Initially, they began experimenting with hand-dipped candles, fabricating their own jigs which are threaded with wick and double-dipped into honey-scented vats of simmering wax to produce an elegant, tapered design. “We have developed our own recipes over time through a lot of trial and error,” explains Yesenia. “We use only natural materials such as beeswax, plant waxes such as rose wax and green tea wax, and also natural dyes such as madder root for color.” A new collection of candles made from a blend of beeswax and orange wax—a by-product from the orange juice industry—is planned for this winter.
Their large workshop is divided into two sections: one side is dedicated to candle making, the other to producing waxed linen food wraps and bags which are colored using natural dyes. (Lola has been exploring the art of natural dyeing with plants and roots for over five years.) The gentle palette of buttery yellows, peachy pinks, and khaki greens is the result of Lola and Yesenia’s endless experiments with natural ingredients.

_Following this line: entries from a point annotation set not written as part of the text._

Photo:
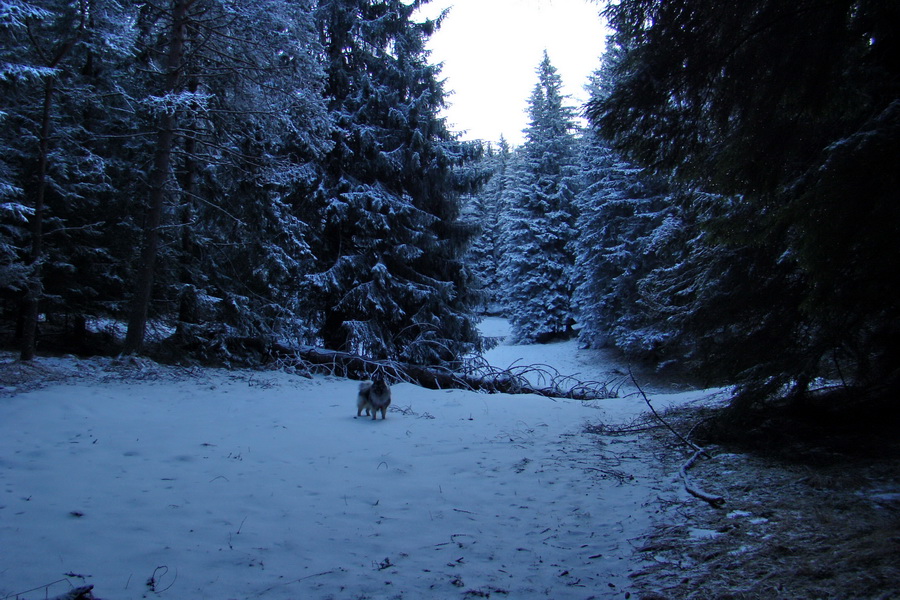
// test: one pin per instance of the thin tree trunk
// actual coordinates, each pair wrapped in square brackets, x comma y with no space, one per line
[30,304]
[162,159]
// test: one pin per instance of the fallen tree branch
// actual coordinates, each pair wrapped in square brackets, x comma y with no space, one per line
[711,499]
[475,375]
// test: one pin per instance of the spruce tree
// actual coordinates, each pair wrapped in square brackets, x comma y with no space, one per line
[540,217]
[485,210]
[389,243]
[789,115]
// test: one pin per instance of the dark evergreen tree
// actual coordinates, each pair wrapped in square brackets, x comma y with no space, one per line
[485,210]
[789,113]
[55,167]
[237,124]
[540,217]
[389,240]
[621,211]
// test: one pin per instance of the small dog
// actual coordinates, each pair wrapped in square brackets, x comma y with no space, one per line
[373,396]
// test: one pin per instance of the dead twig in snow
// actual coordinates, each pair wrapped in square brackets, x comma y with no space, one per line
[712,499]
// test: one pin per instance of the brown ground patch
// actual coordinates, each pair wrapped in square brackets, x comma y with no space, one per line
[809,529]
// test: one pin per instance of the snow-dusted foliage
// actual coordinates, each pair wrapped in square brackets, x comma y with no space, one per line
[540,217]
[622,217]
[388,240]
[486,211]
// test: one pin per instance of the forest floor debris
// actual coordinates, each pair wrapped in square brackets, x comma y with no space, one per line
[792,530]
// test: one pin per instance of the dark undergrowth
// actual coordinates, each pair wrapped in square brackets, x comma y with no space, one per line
[812,505]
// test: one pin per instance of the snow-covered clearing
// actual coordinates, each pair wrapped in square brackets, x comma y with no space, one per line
[162,482]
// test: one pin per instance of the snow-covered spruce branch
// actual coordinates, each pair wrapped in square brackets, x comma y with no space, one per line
[711,499]
[474,375]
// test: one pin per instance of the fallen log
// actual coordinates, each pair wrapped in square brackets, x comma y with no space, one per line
[481,378]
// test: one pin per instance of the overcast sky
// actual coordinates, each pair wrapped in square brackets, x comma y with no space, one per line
[491,50]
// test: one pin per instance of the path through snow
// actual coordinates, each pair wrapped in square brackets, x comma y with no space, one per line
[264,485]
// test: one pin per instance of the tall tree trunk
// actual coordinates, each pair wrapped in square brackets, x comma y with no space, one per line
[30,304]
[159,174]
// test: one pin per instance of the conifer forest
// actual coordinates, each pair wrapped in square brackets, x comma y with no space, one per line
[197,180]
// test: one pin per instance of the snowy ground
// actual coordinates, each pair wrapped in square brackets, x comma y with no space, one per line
[170,483]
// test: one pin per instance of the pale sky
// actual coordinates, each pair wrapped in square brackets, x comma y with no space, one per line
[492,48]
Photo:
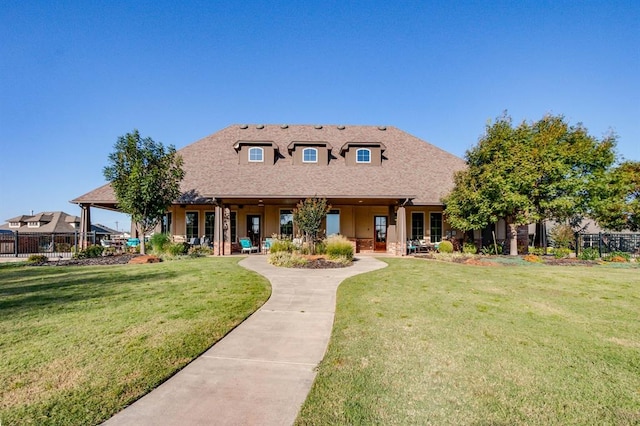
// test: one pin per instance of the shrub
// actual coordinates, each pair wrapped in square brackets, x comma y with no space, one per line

“The collections we produce develop very naturally and instinctively because they are directly inspired by our research and experiments,” explains Lola. “Our inspiration comes from the natural world: plants, insects, flowers, and our appreciation for beautiful and useful objects,” adds Yesenia. “We love the beauty of handmade objects and natural colors achieved with plant dyes—but we also have a keen interest in sustainable materials and production methods which are not destructive or poisonous to the environment or to ourselves. These are the important elements we bring into all of our products.”